Woodcocks or, Of Extinctions

Robin's eggs
Robin’s eggs

Some time ago (April 16) we returned to the field of the Full Moon/Grief walk. Our group was smaller this time. We had timed our congregation to dusk, because that is when the male woodcock performs its sky dance for the benefit of the females of the species. Woodcocks are crepuscular, most active around dusk and dawn. Every year around April,  a flock takes up residence in this particular hay field in the Greenways Conservation Area in Wayland, to woo, mate and nest. Every evening for a month or so, one, two or three males perform a dance in the sky above the wide-open field for who knows how many females watching from the bushes on the field’s edge.

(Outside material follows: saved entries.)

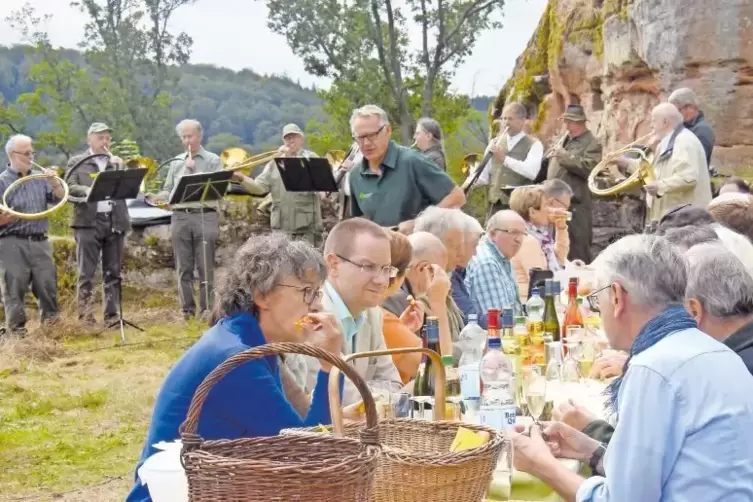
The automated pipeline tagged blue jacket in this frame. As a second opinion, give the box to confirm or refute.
[127,312,340,501]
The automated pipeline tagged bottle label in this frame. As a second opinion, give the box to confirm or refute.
[459,366,481,399]
[502,405,517,427]
[479,407,505,430]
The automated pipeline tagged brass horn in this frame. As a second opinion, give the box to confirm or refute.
[461,152,482,175]
[1,161,70,220]
[221,147,281,175]
[546,134,567,158]
[588,133,654,197]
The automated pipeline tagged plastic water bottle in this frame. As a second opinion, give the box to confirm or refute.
[458,314,486,400]
[526,288,546,367]
[479,336,517,430]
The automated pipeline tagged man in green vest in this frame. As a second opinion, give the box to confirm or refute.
[546,104,603,263]
[234,123,324,247]
[464,102,544,222]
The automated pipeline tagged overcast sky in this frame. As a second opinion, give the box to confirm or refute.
[0,0,547,97]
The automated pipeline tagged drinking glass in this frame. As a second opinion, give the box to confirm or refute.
[562,341,581,383]
[368,380,402,418]
[486,439,513,500]
[579,338,596,379]
[522,366,547,424]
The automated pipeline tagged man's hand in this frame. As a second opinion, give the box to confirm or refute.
[553,399,598,432]
[397,219,415,234]
[399,300,425,333]
[511,424,559,475]
[426,265,451,303]
[302,311,344,372]
[340,159,355,172]
[553,146,568,159]
[541,421,602,462]
[490,143,506,163]
[590,351,628,379]
[109,155,124,168]
[231,171,246,182]
[184,158,196,170]
[644,180,660,196]
[40,167,57,179]
[0,211,14,225]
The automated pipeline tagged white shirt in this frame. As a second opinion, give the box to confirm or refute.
[471,131,543,186]
[89,149,113,213]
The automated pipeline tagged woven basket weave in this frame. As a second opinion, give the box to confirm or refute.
[284,347,507,502]
[179,342,380,501]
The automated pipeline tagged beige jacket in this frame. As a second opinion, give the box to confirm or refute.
[511,230,569,304]
[304,285,402,406]
[630,128,711,222]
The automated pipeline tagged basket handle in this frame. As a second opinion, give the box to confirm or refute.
[328,347,446,435]
[179,342,380,448]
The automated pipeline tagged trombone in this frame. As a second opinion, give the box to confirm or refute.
[221,147,282,175]
[1,160,70,220]
[462,126,508,194]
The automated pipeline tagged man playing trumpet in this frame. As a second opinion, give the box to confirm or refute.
[614,103,711,224]
[67,122,129,325]
[233,123,323,247]
[150,119,222,320]
[0,135,64,334]
[546,104,602,263]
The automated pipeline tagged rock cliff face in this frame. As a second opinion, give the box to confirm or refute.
[495,0,753,170]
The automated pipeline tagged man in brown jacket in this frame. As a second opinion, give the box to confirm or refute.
[546,105,603,263]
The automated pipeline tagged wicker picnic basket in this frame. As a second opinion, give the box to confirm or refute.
[179,342,381,501]
[282,347,507,502]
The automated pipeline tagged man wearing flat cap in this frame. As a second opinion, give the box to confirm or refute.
[66,122,129,325]
[546,105,602,263]
[234,123,324,246]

It’s too dark to spot him (let alone the silent females), so you mostly catch the woodcock by ear. When on the ground, he makes a distinctive peent-ing sound. I think it means: Are you watching me? Here I go! Then you know he’s taken flight when you hear the whistling, twittering sound from his voice and the airflow through his feathers. If you’re lucky to spot him against twilit (or street lit) clouds, you’re taken aback by how diminutive he is, and his lack of grace. He is all wings, a small ball of feathers flung up into the sky in a messy, wind-driven spiral. What falling up would look like.  Your eye invariably loses him against the dark horizon, the dark earth. Still, you know he landed, and more or less where, when he betrays himself with his peent.

But as I describe it – and even as Aldo Leopold describes it, much better than I can, in The Sand County Almanac – it just sounds way too… big. I’m afraid that I’ve raised your expectations, that when you go looking for the woodcock you’ll be disappointed. He is really only the size of a robin, a small, ruffled silhouette barely distinguishable  against the pewter grey sky. The peent is subtle at a hundreds yards’ distance. The pretty twitter is even more subdued and you have to turn your head to aim an ear at it. The wind will try to rob you of your already fragile experience of him.

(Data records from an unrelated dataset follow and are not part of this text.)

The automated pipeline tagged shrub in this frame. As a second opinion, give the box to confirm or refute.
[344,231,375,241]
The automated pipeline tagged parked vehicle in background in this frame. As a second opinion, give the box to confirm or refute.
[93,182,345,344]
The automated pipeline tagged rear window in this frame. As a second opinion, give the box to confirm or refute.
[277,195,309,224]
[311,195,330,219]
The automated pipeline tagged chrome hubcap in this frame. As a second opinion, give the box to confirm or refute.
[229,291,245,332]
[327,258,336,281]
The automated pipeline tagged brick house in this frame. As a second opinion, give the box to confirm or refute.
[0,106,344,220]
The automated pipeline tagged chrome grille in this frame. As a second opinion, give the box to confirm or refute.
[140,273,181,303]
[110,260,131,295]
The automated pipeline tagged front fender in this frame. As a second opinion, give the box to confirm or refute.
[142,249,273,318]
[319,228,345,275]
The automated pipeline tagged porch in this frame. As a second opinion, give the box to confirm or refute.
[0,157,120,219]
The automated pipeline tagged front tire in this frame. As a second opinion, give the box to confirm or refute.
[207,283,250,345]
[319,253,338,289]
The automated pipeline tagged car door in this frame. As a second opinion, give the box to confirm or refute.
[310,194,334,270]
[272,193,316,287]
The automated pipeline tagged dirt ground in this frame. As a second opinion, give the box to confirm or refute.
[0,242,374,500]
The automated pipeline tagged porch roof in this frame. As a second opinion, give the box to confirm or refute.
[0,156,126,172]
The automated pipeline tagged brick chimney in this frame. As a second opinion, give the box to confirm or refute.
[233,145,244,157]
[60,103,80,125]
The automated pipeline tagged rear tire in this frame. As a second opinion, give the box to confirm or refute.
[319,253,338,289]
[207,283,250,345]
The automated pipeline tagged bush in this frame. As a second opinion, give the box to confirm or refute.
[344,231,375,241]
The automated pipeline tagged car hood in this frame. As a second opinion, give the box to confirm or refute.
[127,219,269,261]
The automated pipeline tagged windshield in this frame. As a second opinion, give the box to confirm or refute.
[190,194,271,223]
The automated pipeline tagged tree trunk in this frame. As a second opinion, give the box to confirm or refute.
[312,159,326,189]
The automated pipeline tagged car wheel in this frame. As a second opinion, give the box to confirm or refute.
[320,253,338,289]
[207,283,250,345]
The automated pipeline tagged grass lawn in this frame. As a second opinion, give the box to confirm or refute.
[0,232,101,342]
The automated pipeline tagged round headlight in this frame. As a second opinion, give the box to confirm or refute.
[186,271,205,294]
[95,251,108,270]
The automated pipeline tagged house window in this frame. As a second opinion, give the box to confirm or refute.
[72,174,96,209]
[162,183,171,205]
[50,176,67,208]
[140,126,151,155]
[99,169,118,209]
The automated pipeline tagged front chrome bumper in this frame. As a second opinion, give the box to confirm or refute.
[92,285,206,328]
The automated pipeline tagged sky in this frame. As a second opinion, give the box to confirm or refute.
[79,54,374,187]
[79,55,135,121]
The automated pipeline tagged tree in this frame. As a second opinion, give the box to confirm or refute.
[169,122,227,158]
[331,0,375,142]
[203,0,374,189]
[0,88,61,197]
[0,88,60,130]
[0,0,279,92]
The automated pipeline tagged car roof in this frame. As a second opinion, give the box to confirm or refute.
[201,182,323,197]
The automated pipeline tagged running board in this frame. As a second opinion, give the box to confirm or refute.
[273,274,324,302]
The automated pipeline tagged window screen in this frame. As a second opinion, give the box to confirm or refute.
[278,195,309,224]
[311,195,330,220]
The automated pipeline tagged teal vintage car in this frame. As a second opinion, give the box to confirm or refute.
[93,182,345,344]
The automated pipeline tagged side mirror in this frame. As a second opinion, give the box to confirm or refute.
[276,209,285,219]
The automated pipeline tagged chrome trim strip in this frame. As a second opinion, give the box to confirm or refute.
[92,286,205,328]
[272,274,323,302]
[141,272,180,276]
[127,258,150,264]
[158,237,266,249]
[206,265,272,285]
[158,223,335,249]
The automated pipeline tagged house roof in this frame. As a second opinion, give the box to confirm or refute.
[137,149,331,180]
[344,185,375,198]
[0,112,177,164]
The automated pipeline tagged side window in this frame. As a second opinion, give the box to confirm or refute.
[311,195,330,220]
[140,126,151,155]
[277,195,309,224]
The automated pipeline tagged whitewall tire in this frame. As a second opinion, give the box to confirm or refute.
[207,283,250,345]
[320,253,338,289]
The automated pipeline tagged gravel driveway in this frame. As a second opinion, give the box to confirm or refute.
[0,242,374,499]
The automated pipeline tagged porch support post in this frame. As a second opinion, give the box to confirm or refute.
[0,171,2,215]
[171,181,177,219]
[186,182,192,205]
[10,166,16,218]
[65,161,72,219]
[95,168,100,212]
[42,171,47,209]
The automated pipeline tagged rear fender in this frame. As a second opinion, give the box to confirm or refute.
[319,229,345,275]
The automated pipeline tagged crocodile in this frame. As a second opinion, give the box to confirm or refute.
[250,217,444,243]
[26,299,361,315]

But we were there to witness the woodcock and we were determined. There we stood, seven humans, in the middle of the grey, breezy field, hummocks of hay, timothy and weeds still small, but tenacious, underfoot.  “Where is he?” someone whispered. “Wait. Listen.” Peent! Snickering. “That sounds kind of rude!” Then, “He’s up! Hear it? Sounds like…” and “I see it! It’s there!” I looked from the sky down to the group: six dark statues, all with heads raised, some pointing. The question presented itself: what are we doing? What’s with the words, the pointing  (like that helps anyone)?  The answer struck me hard: you have to care.

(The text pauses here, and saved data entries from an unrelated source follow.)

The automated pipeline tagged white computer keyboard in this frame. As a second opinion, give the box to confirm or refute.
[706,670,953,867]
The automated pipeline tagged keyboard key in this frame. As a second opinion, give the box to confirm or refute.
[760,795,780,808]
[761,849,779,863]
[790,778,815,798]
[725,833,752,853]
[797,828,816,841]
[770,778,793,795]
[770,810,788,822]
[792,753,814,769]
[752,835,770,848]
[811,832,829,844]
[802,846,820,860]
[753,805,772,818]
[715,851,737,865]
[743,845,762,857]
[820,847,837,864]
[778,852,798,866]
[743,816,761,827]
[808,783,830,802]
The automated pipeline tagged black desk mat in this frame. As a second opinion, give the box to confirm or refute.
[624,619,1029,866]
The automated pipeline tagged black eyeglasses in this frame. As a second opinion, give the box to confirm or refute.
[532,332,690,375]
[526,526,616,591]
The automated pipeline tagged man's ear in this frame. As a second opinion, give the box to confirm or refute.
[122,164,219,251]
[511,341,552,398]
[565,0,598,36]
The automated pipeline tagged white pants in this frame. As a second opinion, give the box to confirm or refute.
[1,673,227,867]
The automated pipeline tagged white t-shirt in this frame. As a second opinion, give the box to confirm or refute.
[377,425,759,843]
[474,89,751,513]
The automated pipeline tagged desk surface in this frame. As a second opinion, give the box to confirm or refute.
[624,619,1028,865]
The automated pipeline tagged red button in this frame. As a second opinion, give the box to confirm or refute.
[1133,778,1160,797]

There were some among us who didn’t care. Their words, their body language were of puzzlement bordering on disappointment. Was that it? Was it these woodcocks? (There were three hard at work in the field that day.) Or are all specimens of their species this… fragile? Or was it the place, the car noise and orange street light? Or the weather, the thieving wind? No, it was that they couldn’t bring themselves to care.

I realized that I was having to work hard at it myself. These birds, their dance, they live on the edge of our common senses.  I was pushing my caring to act like an extra sense to allow me to experience these birds. I wasn’t just paying attention, though that too was necessary. Not content with just hearing two faint sounds and seeing a ghost of a shape, I was also investing myself, digging deep, giving much, caring, so as to drag every bit of marvel and awe out of the experience.

What I found was, again, grief, quite specific this time. This field, where the woodcock has been coming, decade after decade, gets mowed around the time the females lay their eggs on the ground on the edge. The noisy, colorful combine will come for these dull-colored, quiet birds. This field is also being considered for sports field. The flash and shout and strife of bats and balls and orange-clad running bodies, the flood lights at dusk, the fuming parking lots, the weekly mowing, the trash… the woodcocks will not compete.

There are two extinctions here. The birds’. Ours, at least the extinction of a part of us.  The suburban noise of the leaf blower, the honking cars, blaring sirens, the slick feel of our plastics and shock of “butt-kicker” movies, the flash of street and traffic lights, computer screens, the clothes we wear have robbed us of our experience of these dull, small animals, who are nevertheless  more alive than cars, leaf blowers, movie action, computer models, gaudy fabrics, plastics…

But they will not show themselves. It is up to us to care about them. So unless we can get more people, more than just seven, to come and stand in that field and to care that much, the Greenways’ woodcock’s passing will not even be noticed, and we will have lost yet another opportunity to connect, the practice connection, to care.